AI in Higher Education: Policies, Pedagogy and Assessments
The podcast then shifts to the campus landscape as generative AI tools like ChatGPT become ubiquitous in student work. Surveys indicate substantial use of AI for explanation and editing, with a smaller fraction used to generate raw text for assessments. Universities face a policy and pedagogy challenge: how to harness AI without eroding critical thinking. A prominent example is the University of Sydney’s dual-track assessment approach, combining secure, proctored exams with unobserved assessments where AI is allowed, to cultivate skills that transfer to secure evaluations. Separately, the impact of AI on learning is being explored through active-learning studies, including Harvard researchers building AI tutors around active-learning frameworks who reported learning gains when AI supported instruction. The prevailing spirit is one of cautious adoption, ongoing evaluation, and a pivot toward teaching core human skills such as analysis, discussion, and judgment that AI cannot replace. A common concern is whether AI undermines deep learning, with researchers seeking robust evidence on cognitive engagement and memory retention when AI is part of the learning process.
“these tools have just arrived and now they're kind of scrambling to introduce policies which guide students and faculty into how to use AI” — Helen Pearson, AI in education expert.
Alzheimer’s Blood Test: Primary Care Screening and Early Intervention
In the medical highlights, the episode covers the FDA-approved blood test for a phosphorylated form of tau (P-tau181) as a screening biomarker for Alzheimer’s disease in primary care settings. The test demonstrates a high negative predictive value, correctly ruling out Alzheimer’s in a large majority of cases when the result is negative, with follow-up MRI/CSF tests used to confirm positive results. The promise is early detection, which could enable timely therapeutic interventions that slow disease progression. While researchers caution that sensitivity and specificity values, as well as gray-zone results, require further data, the development represents a significant step toward accessible, non-invasive screening that complements existing imaging and CSF analyses. Neurologists emphasize that early diagnosis could dramatically affect treatment strategies and patient outcomes.
“the test correctly ruled out Alzheimer's 98% of the time” — a neurologist involved in evaluating the test.
Turing Test, AGI and the Next Era of AI Evaluation
The final science discussion centers on the ongoing debate sparked by AI language models. The performance of AI on the classic Turing test has reignited questions about how we define intelligence and how we should test AI systems. Some researchers argue for tests that focus on AI safety, robustness, and alignment with human values rather than pursuing artificial general intelligence (AGI) as a single milestone. Anel Seth highlights a call to describe the AI we want and then tailor tests to those capabilities. The conversation also touches concerns about AI’s potential to deskill humans, propagate biases, and generate harmful content, underscoring the need for safeguards while acknowledging the rapid pace of technological change.
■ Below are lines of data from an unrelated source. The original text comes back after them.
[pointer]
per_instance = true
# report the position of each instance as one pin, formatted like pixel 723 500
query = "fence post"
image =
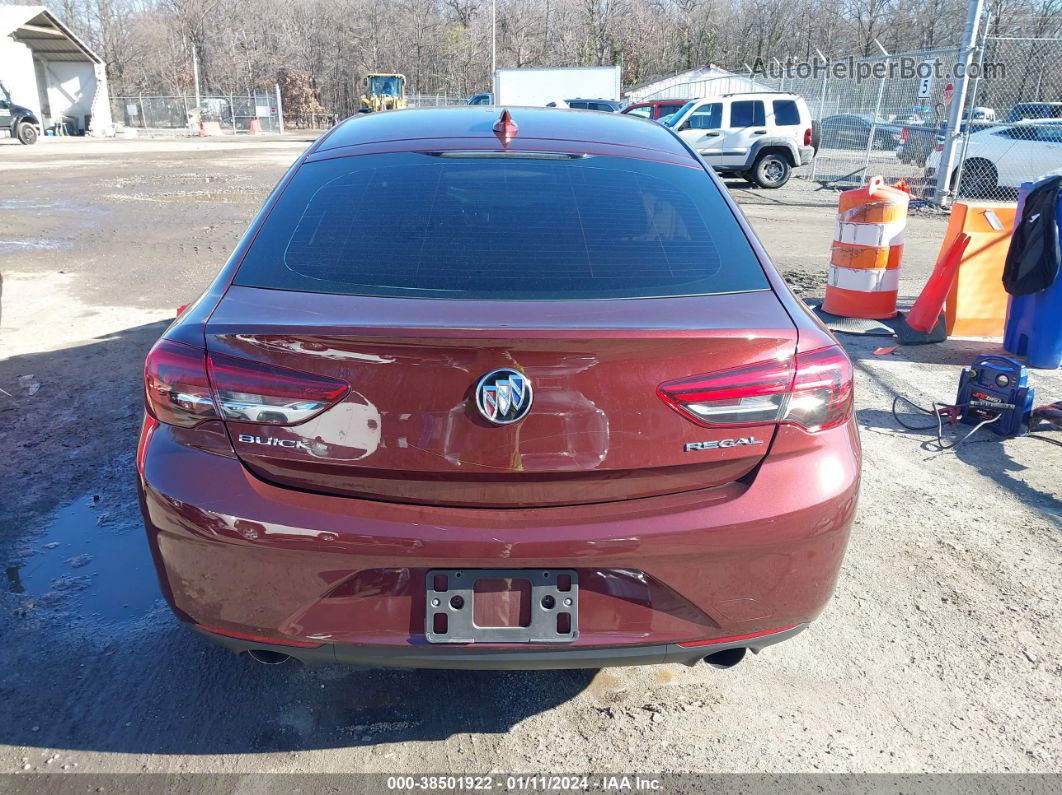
pixel 873 120
pixel 818 114
pixel 279 109
pixel 942 192
pixel 973 105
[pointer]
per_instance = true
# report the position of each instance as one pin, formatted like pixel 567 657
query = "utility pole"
pixel 199 99
pixel 943 193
The episode frames this as part of a broader societal dialogue about how to regulate, deploy, and evaluate AI in a way that benefits learning, health, and knowledge creation.
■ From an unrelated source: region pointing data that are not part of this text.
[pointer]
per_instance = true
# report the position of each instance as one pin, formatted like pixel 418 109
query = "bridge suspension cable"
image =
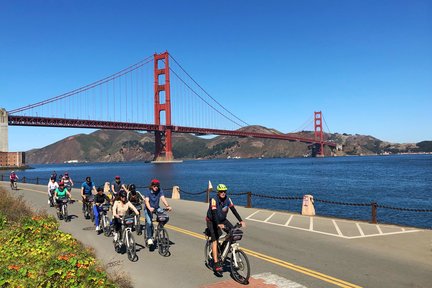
pixel 86 87
pixel 214 100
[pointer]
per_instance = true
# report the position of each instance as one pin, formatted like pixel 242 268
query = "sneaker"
pixel 218 267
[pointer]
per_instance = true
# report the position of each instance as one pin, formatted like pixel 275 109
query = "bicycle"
pixel 104 221
pixel 62 212
pixel 229 251
pixel 126 238
pixel 14 185
pixel 137 224
pixel 160 234
pixel 51 198
pixel 88 208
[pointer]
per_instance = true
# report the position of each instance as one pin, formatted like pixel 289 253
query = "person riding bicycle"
pixel 52 186
pixel 116 186
pixel 87 189
pixel 13 177
pixel 67 180
pixel 152 198
pixel 61 193
pixel 136 199
pixel 217 219
pixel 99 199
pixel 54 175
pixel 120 209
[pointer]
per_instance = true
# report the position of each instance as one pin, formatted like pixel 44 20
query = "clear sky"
pixel 367 65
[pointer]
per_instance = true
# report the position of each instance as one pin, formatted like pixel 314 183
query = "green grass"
pixel 34 253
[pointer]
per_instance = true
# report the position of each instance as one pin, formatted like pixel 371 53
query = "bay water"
pixel 400 181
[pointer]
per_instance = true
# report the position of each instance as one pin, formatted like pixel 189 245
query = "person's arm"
pixel 115 215
pixel 131 206
pixel 163 199
pixel 147 202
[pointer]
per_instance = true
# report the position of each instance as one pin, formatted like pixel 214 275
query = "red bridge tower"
pixel 162 102
pixel 319 135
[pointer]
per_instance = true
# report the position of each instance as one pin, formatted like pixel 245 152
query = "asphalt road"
pixel 297 253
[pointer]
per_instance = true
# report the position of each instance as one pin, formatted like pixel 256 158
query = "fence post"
pixel 249 200
pixel 374 208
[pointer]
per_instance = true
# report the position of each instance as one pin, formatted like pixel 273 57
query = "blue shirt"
pixel 87 188
pixel 154 197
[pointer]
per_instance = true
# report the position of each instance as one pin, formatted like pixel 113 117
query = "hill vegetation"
pixel 34 253
pixel 118 146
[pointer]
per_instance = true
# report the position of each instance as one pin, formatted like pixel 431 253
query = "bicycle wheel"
pixel 65 214
pixel 131 246
pixel 163 242
pixel 208 257
pixel 240 268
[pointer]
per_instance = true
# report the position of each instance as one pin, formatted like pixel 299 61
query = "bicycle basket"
pixel 162 217
pixel 236 234
pixel 129 220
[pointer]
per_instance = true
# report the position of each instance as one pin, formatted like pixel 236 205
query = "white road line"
pixel 277 281
pixel 337 228
pixel 289 220
pixel 249 217
pixel 268 218
pixel 360 230
pixel 311 223
pixel 380 231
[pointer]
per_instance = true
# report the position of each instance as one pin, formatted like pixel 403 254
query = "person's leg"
pixel 149 223
pixel 96 213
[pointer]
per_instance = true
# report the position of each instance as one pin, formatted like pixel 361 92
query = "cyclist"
pixel 61 193
pixel 152 198
pixel 99 199
pixel 116 186
pixel 52 186
pixel 87 189
pixel 120 209
pixel 13 178
pixel 217 218
pixel 54 175
pixel 135 198
pixel 68 181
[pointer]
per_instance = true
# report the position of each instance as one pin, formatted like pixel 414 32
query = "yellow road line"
pixel 276 261
pixel 279 262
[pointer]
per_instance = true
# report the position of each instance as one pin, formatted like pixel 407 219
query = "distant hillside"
pixel 118 146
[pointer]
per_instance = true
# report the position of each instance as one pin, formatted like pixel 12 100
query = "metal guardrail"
pixel 374 205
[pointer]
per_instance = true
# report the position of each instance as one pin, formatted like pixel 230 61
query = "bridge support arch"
pixel 162 106
pixel 4 123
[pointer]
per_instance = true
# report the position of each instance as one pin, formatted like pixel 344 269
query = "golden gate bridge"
pixel 124 101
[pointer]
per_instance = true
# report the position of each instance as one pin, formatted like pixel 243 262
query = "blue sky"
pixel 367 65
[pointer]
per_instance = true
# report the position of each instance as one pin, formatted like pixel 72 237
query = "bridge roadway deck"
pixel 285 249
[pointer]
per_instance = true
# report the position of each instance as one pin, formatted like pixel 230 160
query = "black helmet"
pixel 122 193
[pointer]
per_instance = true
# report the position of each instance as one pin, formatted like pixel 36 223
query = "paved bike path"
pixel 300 256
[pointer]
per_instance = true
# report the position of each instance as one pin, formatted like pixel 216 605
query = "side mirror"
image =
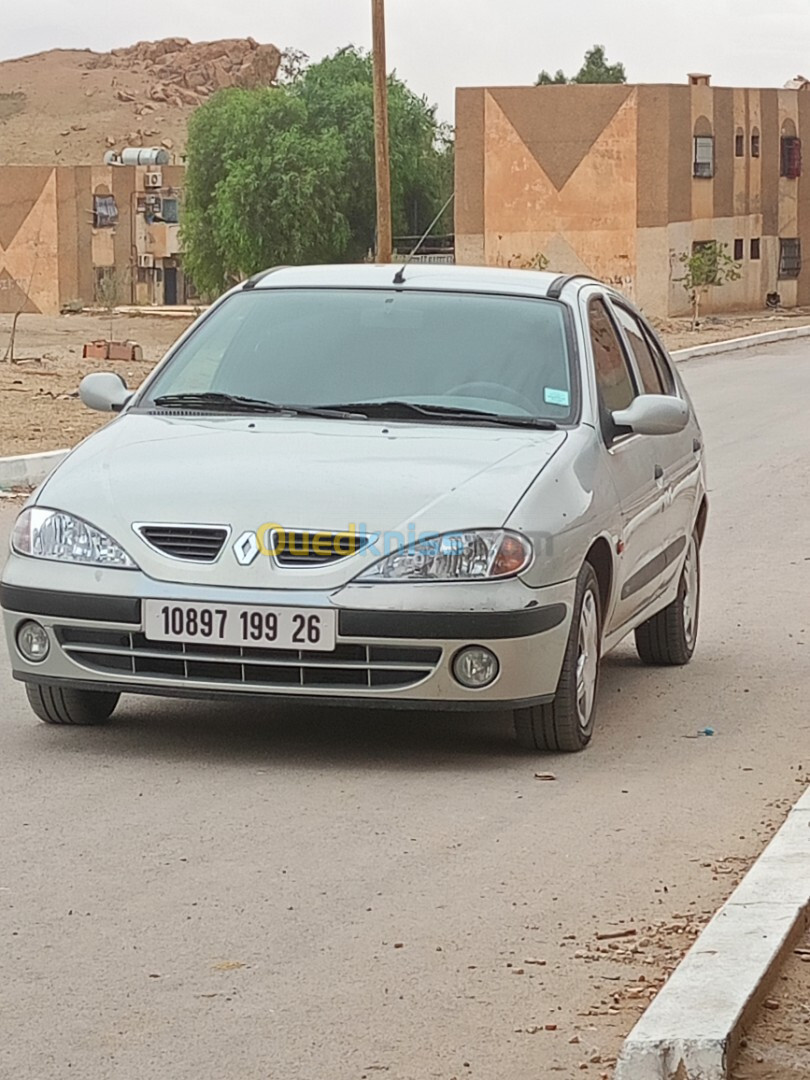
pixel 104 391
pixel 653 415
“let's figure out the kind of AI we want and test for those things” — Anel Seth, AI researcher.
Context, Implications, and Forward Look
Throughout the show, the emphasis remains on how science translates into real-world practices—whether it is translating neural signals into behavioral predictions, rethinking assessment to preserve learning in the AI era, or bringing a blood-based test to primary care. The episode closes by underscoring that better data, rigorous evaluation, and thoughtful policy are essential as AI and biomedical innovations accelerate. The conversations illustrate the cross-disciplinary nature of modern science, where neuroscience, education technology, and clinical biomarkers converge to influence research, policy, and everyday life.